One road is living at peace with my awareness of mortality. The other road is losing myself in random acts in an attempt to swim against the awareness of mortality. Try as I may, I will not swim far.

Taking the blue pill means seeking constant distractions. It is a random walk and the sum of all steps taken over a day, a week, a month, or a year, brings me to the same place I am at. I know this path will be a drowning sense of emptiness.

Taking the red pill means that the sum of all steps I take will put me in a place that is different from where I am now. And the direction of that change will be guided by what I value in life.

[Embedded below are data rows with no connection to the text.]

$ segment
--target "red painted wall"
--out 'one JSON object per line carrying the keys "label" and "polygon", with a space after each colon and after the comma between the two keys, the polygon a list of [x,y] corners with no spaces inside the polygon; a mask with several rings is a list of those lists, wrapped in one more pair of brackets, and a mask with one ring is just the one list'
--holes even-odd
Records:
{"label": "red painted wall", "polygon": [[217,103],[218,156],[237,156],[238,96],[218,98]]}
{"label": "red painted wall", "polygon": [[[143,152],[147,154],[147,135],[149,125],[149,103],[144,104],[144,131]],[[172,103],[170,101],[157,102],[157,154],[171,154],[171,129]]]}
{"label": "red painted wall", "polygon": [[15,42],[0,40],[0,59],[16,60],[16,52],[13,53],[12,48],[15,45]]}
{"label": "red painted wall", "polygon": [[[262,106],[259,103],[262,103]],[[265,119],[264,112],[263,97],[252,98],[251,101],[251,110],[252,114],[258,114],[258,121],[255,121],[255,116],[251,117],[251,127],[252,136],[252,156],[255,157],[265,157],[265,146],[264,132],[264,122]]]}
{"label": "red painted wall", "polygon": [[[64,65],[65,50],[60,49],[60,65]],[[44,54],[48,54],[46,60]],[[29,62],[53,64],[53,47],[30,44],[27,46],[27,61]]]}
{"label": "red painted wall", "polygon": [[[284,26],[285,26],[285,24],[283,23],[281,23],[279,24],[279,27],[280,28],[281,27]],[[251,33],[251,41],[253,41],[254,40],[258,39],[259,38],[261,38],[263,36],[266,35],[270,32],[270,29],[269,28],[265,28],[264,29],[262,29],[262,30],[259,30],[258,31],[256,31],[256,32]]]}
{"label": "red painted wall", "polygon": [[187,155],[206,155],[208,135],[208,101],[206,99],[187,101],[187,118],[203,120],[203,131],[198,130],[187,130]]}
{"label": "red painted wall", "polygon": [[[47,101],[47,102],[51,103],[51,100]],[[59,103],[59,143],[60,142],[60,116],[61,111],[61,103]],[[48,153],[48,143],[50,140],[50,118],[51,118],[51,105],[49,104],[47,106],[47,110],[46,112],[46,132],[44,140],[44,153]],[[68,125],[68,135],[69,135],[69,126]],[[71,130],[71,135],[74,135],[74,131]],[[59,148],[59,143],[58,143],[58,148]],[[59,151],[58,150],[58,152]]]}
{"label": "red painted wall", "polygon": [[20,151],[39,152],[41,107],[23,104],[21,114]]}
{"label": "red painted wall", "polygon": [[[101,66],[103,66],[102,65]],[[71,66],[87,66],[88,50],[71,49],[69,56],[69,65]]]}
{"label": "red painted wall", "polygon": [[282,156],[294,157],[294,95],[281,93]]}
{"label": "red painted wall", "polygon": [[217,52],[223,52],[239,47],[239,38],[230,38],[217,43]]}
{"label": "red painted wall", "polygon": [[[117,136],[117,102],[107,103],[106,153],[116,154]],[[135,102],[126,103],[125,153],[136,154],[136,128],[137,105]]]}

After a long struggle and introspection, I am taking the red pill. I am turning right, and although I still do not know what waits ahead, and whether I am currently up to the task of navigating the road, I know I have the wherewithal to do so and will find my way around.

That has always been a charm of travel and visiting new places. I know I will be safe in there and then. What I do not know is what novel views, what fragrances, or what aromas will greet me down this road. The journey, however, will be an adventure, a learning experience.

Most journeys to new places are like that. Take a right turn, and suddenly, standing tall on the horizon is Eiffel Tower.